Разговоры скоро стихли. Говорить было не о чем. Балинор успел предупредить капитана Шилона. Если они не вернутся, он должен будет разыскать Гиннисона и Фандвика, двух самых преданных Балинору командиров, и передать им приказ вновь собрать расформированный Пограничный легион, чтобы противостоять Повелителю чародеев и его армии. Еще Шилон отправит гонцов к эльфам и гномам и попросит у них помощи. Эвентин не позволит, чтобы его кузены оставались узниками Каллахорна, да и Алланон придет, как только услышит о несчастье. Четыре часа, отведенные Балинором на ожидание, должно быть, давно истекли, и оставалось только терпеливо ждать. Однако время стоило дорого, и, если Паланс твердо вознамерился захватить трон Каллахорна, их жизням угрожала серьезная опасность. Принц уже пожалел, что не послушался совета Дьюрина и не отложил разговора с братом до более подходящих времен.

Но разве он мог ожидать такой встречи? Паланс почти не слушал Балинора, он словно взбесился, пожираемый черной ненавистью. Впрочем, в таком непредсказуемом поведении не было ничего странного. Причина гнева заключалась не только в его неуравновешенности, несходстве характеров двух братьев и не в болезни отца, в которой Паланс отчего-то винил старшего брата. Главной причиной его неистовой ярости была прекрасная Ширл Рейвенлок, в которую Паланс влюбился без памяти несколько месяцев назад и поклялся жениться на ней, несмотря на ее холодность и явное нежелание отвечать сыну короля взаимностью. С юной красавицей из Керна что-то случилось, и в этом Паланс тоже обвинял брата. Балинор был уверен, что Паланс обязательно придет в темницу, чтобы узнать о судьбе девушки, которой он так дорожил.

Балинор поделился с эльфами своими догадками. В скором визите брата он не сомневался, но не представлял, что будет отвечать на его вопросы. Совершенно очевидно, что взбешенный Паланс не поверит ни единому его слову.

Прошло больше суток, а никто так и не приходил. Никто не принес узникам ни еды, ни питья. Даже когда их глаза привыкли к мраку, они не видели ничего, кроме собственных темных силуэтов и каменных стен.

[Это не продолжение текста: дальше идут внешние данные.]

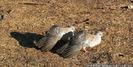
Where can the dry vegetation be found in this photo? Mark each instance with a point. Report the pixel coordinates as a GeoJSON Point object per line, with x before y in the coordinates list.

Спать решили по очереди, но в давящей тишине сон не шел, и они лишь проваливались в тяжелое забытье, не приносящее отдыха ни телу, ни душе. Сначала пленники пытались отыскать слабое место в петлях толстой железной двери, но все они были надежно закреплены на местах. Прокопать смерзшуюся ледяную поверхность земляного пола голыми руками тоже было невозможно. Толстые каменные стены, несмотря на древность, были по-прежнему крепки, даже раствор между огромными глыбами не крошился. Испробовав все попытки выбраться из своей тюрьмы, узники уселись на пол и стали ждать.

Наконец после тягучих часов ожидания в промозглой темноте они услышали далекий лязг металла, словно где-то вдалеке с трудом отворилась тяжелая железная дверь. Послышались голоса, далекие и приглушенные, потом кто-то начал спускаться по истертым каменным ступеням в нижнее подземелье, где томились пленники. Они быстро вскочили на ноги и столпились у двери, напряженно прислушиваясь к приближающимся шагам и голосам. Балинор различил среди остальных голос брата, на удивление нерешительный и даже надломленный. Затем старинные засовы отодвинулись, и громкий скрежет больно резанул по ушам троих узников, уже привыкших к мертвой тишине своей темницы. Массивная дверь медленно отворилась, друзья отошли в сторону и тут же прикрыли глаза от слепящего света факелов, хлынувшего в камеру. Пока они медленно привыкали к свету, несколько человек переступили через порог и остановились рядом с дверью.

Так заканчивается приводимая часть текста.